It all comes down to allowing people the right to experiment with marginal states of
consciousness. Right now most of us operate on a very narrow band of habitual
behavior that is closed to realms of imagination and possibility. We are a species
in crisis.
Pioneering minds have used entheogens. It's no secret that Steve Jobs, the creative
zest behind Apple Computers, dropped acid. Bill Gates, in an obscure Playboy
interview, all but admitted that some of his formative experiences came from
mind-expanding substances. Entheogens break down boundaries of habitual, unexamined
behavior and aid in the creative process. Yet most of us are still locked in the
termite mind of man. This cannot stand. We've been lied to. It is time
to rise.
The war on drugs is not a war on substances; it's a war on states of mind.

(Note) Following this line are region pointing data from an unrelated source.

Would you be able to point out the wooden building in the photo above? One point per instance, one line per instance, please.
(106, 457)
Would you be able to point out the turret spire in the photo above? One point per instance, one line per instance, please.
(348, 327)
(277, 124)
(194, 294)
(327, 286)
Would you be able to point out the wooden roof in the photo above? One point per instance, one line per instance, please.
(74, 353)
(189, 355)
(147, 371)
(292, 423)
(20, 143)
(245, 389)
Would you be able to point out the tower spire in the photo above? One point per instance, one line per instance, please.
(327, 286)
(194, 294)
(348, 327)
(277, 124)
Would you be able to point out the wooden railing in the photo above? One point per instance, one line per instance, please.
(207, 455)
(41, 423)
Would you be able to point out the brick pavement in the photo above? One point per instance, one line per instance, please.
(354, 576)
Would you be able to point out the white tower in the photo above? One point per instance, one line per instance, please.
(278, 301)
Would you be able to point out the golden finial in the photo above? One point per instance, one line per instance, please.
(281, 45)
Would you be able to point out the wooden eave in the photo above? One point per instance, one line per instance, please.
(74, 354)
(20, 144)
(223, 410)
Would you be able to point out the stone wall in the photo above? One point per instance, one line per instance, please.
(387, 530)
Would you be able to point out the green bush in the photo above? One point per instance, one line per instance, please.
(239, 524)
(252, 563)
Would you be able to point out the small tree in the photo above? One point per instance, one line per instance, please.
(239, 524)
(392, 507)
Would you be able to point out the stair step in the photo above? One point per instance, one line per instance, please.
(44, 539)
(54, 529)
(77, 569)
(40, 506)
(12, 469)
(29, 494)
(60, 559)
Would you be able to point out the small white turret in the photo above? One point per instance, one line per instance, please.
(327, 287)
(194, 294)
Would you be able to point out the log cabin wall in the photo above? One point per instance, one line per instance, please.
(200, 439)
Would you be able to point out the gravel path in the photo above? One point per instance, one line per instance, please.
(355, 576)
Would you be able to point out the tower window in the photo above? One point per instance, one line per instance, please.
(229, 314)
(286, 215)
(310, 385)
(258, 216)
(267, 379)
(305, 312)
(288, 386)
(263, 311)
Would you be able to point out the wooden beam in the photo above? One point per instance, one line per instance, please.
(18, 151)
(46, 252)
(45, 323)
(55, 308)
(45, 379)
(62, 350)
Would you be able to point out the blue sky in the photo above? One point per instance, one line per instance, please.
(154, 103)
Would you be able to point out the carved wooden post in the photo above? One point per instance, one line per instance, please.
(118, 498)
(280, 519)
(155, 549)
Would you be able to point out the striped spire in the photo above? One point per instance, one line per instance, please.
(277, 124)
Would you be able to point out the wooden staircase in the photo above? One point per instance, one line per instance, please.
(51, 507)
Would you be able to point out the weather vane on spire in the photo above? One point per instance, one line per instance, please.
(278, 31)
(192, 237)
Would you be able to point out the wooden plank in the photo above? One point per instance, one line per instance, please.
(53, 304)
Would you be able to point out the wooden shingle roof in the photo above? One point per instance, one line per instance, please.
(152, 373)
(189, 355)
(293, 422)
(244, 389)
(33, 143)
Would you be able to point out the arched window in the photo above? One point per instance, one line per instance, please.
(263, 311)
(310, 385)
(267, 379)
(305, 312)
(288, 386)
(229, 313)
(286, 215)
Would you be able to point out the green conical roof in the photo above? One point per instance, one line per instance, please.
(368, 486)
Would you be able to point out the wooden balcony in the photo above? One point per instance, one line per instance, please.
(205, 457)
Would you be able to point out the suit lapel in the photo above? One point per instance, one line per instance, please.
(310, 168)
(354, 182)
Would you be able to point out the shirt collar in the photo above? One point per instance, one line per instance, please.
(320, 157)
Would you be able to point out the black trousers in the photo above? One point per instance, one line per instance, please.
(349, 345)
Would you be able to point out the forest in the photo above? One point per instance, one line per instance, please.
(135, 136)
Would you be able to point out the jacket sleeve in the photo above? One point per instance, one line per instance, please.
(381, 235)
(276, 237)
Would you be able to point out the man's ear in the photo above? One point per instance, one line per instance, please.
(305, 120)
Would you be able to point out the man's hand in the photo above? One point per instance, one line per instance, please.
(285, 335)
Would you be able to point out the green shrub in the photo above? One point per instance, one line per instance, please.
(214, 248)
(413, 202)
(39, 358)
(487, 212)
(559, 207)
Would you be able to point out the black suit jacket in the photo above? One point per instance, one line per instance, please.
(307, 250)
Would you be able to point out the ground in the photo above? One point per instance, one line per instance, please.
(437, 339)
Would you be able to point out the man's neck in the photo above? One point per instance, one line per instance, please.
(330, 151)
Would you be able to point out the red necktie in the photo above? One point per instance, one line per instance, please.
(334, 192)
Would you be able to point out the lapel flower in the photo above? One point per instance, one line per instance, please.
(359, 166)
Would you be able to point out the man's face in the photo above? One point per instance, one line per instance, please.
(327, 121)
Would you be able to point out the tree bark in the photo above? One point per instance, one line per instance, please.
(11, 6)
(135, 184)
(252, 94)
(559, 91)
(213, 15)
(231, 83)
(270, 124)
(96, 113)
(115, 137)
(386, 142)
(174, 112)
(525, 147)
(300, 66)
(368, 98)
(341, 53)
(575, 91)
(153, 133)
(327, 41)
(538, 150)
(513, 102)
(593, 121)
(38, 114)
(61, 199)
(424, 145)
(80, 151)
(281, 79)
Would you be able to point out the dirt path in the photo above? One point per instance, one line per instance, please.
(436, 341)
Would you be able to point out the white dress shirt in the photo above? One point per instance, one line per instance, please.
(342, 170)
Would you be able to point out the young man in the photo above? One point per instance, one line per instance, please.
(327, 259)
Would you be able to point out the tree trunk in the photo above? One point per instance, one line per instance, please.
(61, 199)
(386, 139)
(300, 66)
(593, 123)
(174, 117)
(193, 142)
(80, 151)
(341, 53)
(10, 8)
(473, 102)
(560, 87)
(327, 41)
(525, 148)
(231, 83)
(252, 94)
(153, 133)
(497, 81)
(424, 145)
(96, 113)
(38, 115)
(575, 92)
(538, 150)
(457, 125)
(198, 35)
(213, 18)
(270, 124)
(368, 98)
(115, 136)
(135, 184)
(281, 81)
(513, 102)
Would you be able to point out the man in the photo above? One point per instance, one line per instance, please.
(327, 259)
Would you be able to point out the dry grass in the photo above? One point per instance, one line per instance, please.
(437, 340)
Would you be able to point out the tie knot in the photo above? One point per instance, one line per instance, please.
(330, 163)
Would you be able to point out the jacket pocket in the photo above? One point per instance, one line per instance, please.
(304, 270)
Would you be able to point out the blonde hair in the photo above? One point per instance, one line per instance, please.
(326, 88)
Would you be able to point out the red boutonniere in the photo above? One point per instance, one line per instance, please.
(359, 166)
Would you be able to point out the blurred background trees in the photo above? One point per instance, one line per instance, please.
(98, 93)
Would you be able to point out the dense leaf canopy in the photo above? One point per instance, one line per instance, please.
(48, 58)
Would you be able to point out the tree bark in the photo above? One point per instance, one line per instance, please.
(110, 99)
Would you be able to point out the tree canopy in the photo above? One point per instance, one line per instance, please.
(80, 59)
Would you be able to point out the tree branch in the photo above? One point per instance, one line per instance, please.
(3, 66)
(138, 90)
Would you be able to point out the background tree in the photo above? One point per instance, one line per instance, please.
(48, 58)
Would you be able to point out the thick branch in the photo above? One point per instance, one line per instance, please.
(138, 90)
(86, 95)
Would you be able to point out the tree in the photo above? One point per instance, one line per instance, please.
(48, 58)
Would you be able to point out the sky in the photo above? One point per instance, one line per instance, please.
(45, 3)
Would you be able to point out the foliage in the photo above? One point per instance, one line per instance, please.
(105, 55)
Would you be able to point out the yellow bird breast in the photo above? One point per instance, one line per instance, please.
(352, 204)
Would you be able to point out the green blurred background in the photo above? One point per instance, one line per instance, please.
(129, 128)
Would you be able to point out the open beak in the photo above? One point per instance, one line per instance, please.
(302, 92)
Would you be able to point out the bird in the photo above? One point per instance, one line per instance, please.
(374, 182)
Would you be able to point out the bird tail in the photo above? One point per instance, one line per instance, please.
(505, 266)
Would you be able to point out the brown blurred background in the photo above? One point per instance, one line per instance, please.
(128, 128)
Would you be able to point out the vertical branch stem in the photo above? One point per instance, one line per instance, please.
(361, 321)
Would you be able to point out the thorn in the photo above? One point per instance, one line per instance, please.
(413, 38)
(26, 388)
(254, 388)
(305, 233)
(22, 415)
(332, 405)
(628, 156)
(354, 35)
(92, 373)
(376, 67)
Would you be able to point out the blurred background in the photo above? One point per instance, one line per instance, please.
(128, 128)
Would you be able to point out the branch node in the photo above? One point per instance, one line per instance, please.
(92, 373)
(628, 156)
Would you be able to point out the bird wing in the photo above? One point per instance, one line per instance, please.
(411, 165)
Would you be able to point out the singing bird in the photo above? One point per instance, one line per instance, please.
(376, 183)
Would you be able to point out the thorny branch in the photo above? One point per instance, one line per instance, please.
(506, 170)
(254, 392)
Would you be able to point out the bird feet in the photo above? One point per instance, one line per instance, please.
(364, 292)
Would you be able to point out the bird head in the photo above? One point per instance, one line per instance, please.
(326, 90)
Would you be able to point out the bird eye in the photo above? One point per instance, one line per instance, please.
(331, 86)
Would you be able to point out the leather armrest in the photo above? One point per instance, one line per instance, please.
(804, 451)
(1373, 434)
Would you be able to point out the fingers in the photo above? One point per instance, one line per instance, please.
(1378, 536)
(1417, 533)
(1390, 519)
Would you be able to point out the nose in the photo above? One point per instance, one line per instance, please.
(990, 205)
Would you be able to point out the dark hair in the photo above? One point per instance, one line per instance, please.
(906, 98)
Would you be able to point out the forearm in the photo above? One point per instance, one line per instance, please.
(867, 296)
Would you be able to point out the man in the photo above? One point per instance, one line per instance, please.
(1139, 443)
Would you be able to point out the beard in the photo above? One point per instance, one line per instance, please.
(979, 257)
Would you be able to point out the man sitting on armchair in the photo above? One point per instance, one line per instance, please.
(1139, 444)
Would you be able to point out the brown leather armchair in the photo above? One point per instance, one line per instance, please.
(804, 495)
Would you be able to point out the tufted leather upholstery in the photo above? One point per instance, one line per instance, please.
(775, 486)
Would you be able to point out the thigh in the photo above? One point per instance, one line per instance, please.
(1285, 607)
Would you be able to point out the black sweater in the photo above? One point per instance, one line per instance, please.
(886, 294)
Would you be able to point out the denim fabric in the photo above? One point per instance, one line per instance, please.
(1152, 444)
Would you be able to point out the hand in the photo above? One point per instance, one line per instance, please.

Entheogens are not illegal because a loving government is concerned that you're
going to hurt yourself by smoking pot or tripping in your bedroom. Entheogens are
illegal because they make you question authority. They break down socially
constructed fables and cleanse the doors of perception. They make you question the
wrongs of society in a fundamental way, making you dangerous. You're like Neo in The
Matrix when all of the illusions of reality have been irrevocably stripped away.
Not that everyone should use entheogens. Far from it. Experiencing ecstasy is
not pleasant. It's like being grabbed by the spine and shaken until every sense and
emotion blurs, recombines, expands, digitizes and becomes unspeakable. Yet it is
also a birthright and is as fundamental to the human experience as sex.
Consciousness determines everything. An important battle for the freedom of our
mental landscapes is brewing. And it never takes more than five percent of the
population to start a revolution. Actually, it's never been more than that.